Saturday was my birthday. I woke up feeling some trepidation - but my dad and I had plans for the morning to keep us busy. We went to the flea market, then off to my favorite store (Half Price Books, where I got a great deal on a tarot deck), and then to lunch. So far, so good.

We went home, and it was time for gifts and pie. I knew opening my gifts would be difficult, because the gifts were things my mom ordered from catalogs for me when she was bedridden. In other words, the gifts were from her, but she wasn't there to celebrate with me.

All the gifts touched me, but two stood out: a copper wall hanging of a pentacle next to a moon, and the Jessica Galbreth's Enchanted Oracle. My mom picked these out of my favorite "witchy" catalog without any hints from me at all. My mom was so supportive of my alternative life path - much more so than she was when I was following the independent fundamentalist Baptist path I was on when I was in my 20's. In fact, after I became born again, she told me I was not allowed to talk about God and stuff in her house. I think it relieved her greatly when I chose a different path later in life.
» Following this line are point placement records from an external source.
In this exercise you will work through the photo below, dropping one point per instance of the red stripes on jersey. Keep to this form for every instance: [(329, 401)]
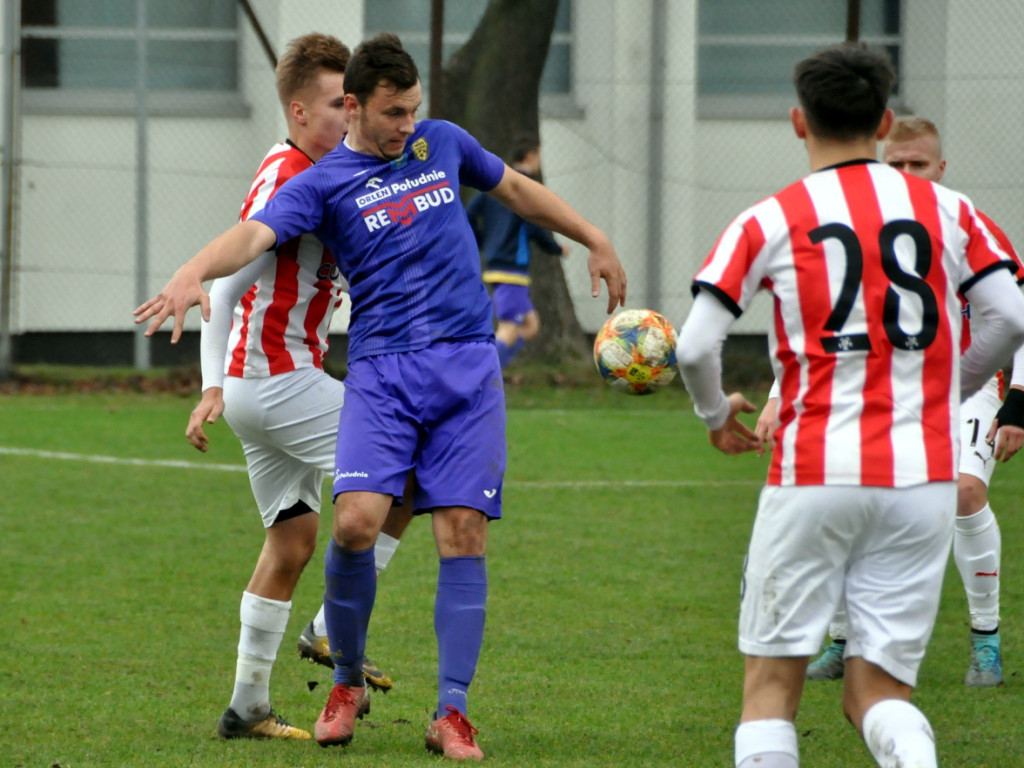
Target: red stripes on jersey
[(282, 323), (864, 264)]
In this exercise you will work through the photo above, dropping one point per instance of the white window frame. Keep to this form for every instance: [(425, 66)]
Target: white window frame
[(121, 101), (553, 103), (755, 105)]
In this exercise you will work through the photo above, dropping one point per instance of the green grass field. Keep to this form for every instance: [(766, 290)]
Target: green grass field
[(611, 619)]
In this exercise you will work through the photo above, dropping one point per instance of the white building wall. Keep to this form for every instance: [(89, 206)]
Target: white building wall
[(963, 67)]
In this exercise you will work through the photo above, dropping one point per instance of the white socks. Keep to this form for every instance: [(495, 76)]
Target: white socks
[(263, 623), (977, 545), (899, 735), (767, 743)]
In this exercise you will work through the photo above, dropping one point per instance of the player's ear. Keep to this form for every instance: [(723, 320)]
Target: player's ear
[(799, 122), (886, 125)]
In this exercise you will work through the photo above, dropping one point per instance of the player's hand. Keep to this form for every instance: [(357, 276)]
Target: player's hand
[(766, 426), (182, 292), (209, 409), (603, 264), (1007, 432), (734, 436)]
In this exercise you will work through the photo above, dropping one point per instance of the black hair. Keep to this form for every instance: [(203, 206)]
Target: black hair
[(844, 90), (380, 60)]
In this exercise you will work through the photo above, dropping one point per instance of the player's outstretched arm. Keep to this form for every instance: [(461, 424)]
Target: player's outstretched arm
[(225, 254), (698, 351), (767, 423), (207, 411), (538, 204), (734, 436)]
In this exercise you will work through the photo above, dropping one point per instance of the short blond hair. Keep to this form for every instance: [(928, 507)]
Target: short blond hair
[(909, 128), (303, 57)]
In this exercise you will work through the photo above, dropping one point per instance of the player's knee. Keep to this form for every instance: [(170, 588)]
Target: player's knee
[(461, 532), (972, 495), (354, 528)]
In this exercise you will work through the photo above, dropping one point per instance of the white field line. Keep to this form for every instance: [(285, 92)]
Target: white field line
[(178, 464)]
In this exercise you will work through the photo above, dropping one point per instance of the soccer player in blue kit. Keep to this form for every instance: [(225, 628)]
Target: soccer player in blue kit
[(424, 386)]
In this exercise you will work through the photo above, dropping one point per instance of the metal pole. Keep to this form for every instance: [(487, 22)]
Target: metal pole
[(436, 50), (12, 57), (852, 20), (655, 155), (141, 235), (264, 41)]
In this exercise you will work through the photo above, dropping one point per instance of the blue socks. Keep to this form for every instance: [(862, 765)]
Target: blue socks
[(349, 590), (459, 613)]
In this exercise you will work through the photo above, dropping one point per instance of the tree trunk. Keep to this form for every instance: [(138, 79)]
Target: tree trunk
[(492, 89)]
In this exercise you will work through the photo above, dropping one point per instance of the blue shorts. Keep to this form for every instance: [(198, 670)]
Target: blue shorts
[(511, 302), (439, 411)]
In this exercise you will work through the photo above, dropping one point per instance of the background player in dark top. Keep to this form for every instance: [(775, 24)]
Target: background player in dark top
[(505, 240)]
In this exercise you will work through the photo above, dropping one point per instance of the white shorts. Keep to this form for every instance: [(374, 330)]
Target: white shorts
[(977, 413), (884, 549), (288, 425)]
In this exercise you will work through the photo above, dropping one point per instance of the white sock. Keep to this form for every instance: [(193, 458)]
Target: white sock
[(767, 743), (839, 628), (263, 624), (898, 734), (320, 624), (977, 545), (384, 551)]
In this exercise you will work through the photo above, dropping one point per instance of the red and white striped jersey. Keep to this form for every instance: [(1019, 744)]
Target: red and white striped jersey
[(865, 264), (997, 383), (282, 322)]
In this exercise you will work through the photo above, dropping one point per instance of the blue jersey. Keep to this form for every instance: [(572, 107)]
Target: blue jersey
[(400, 237)]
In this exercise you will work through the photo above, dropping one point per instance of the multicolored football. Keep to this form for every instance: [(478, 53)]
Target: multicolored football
[(635, 351)]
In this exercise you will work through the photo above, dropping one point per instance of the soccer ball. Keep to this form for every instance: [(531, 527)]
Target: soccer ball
[(635, 351)]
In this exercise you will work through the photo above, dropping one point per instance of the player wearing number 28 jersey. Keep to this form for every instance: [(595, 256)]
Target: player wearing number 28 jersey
[(866, 329), (865, 266)]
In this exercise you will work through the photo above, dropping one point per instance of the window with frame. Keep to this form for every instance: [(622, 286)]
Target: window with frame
[(411, 20), (747, 48), (83, 56)]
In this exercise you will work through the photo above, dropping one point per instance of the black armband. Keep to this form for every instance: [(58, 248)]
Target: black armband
[(1012, 412)]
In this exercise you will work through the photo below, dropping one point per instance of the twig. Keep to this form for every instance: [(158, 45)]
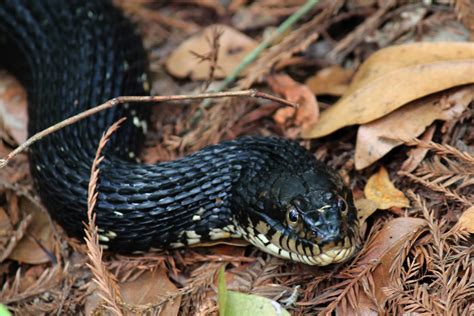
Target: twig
[(108, 288), (250, 57), (137, 99)]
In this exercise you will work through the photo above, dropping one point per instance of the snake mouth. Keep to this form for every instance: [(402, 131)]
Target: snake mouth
[(333, 253), (311, 254)]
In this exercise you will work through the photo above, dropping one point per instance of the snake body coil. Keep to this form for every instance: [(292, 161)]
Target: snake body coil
[(71, 55)]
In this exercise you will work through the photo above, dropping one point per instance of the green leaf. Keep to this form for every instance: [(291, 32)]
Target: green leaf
[(238, 304), (4, 311)]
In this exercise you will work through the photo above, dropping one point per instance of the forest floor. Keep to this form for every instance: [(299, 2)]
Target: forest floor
[(385, 92)]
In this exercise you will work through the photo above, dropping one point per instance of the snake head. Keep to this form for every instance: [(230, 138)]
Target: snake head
[(308, 217)]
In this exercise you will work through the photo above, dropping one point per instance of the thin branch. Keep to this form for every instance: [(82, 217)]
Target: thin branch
[(137, 99), (250, 57)]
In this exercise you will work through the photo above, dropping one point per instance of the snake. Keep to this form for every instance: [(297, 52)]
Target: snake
[(72, 55)]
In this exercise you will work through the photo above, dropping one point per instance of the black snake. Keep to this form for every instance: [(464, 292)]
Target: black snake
[(72, 55)]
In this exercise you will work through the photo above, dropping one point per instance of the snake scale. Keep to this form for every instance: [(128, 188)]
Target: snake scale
[(71, 55)]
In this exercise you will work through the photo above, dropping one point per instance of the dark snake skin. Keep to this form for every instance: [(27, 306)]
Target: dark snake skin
[(72, 55)]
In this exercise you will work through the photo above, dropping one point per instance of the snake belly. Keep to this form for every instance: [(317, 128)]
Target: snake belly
[(72, 55)]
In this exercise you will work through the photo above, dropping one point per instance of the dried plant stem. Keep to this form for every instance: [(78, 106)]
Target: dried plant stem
[(442, 149), (106, 284), (137, 99), (437, 187), (250, 57)]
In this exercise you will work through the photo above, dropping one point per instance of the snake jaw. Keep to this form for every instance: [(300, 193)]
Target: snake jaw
[(310, 254)]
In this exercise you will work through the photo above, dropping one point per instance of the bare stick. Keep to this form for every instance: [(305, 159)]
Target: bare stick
[(137, 99)]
After my dad and I shed a few tears, we put "House of Wax" (from the clearance rack at Half Price Books) into the DVD player. Nothing can get rid of tears faster than Paris Hilton in a shriek fest. Again, this is a movie to which I hadn't seen the original, but as scary movies go, this one was good - and of course, pretty gory and quite frightening - at least to me.

It was difficult to say good-bye to my dad this afternoon. He started to cry when I left - and he hadn't done that since I was 17-years-old and on my way to boot camp. I know he must feel so alone there, surrounded by so much that reminds him of my mom. After all, he met her when he was 18 years old, and had been with her ever since.

And so the first celebration has come and gone without my mom. It wasn't easy, and it wasn't complete. However, I still felt her love and that certainly helped more than it hurt.

Monday, November 09, 2009

So Fresh To God

My mom died a month ago. I have so much sadness inside regarding that, and I'm not even sure how to express it. One saying that keeps running around in my head is this:

"I love these little people; and it is not a slight thing, when they, who are so fresh from God, love us." Charles Dickens

What grabs me is the "so fresh from God" part. That certainly describes the gift of birth - but what about death? "So fresh to God" is more apropos there. I feel that she is now fresh to God; it's as if I can still feel her here, and yet feel her gone as well.

Soon I will no longer feel her here. I look at some of the things I use in my daily life. Just today I used a notepad which she had put in my stocking last year. I just finished a bottle of water from a case she had bought for me before she went into the hospital. One day soon, those things will all be gone and I'll no longer have much tangible evidence of her existence - only memories.

I can remember sitting with her that last night at the hospital. I held one of her hands, and my dad held the other. Every once in awhile she would come out of her morphine stupor and say "Oh Pam" or "Oh John." Sometimes she would simply wake up and say "I love you." I can remember her voice, heavy with drugs. But will I remember it in a month? In a year? I hope so, because my greatest fear is that I'll begin to forget those things that were so clearly a part of her: her voice. Her eyes. Her laugh.

I don't want to forget. I want to hold on for dear life.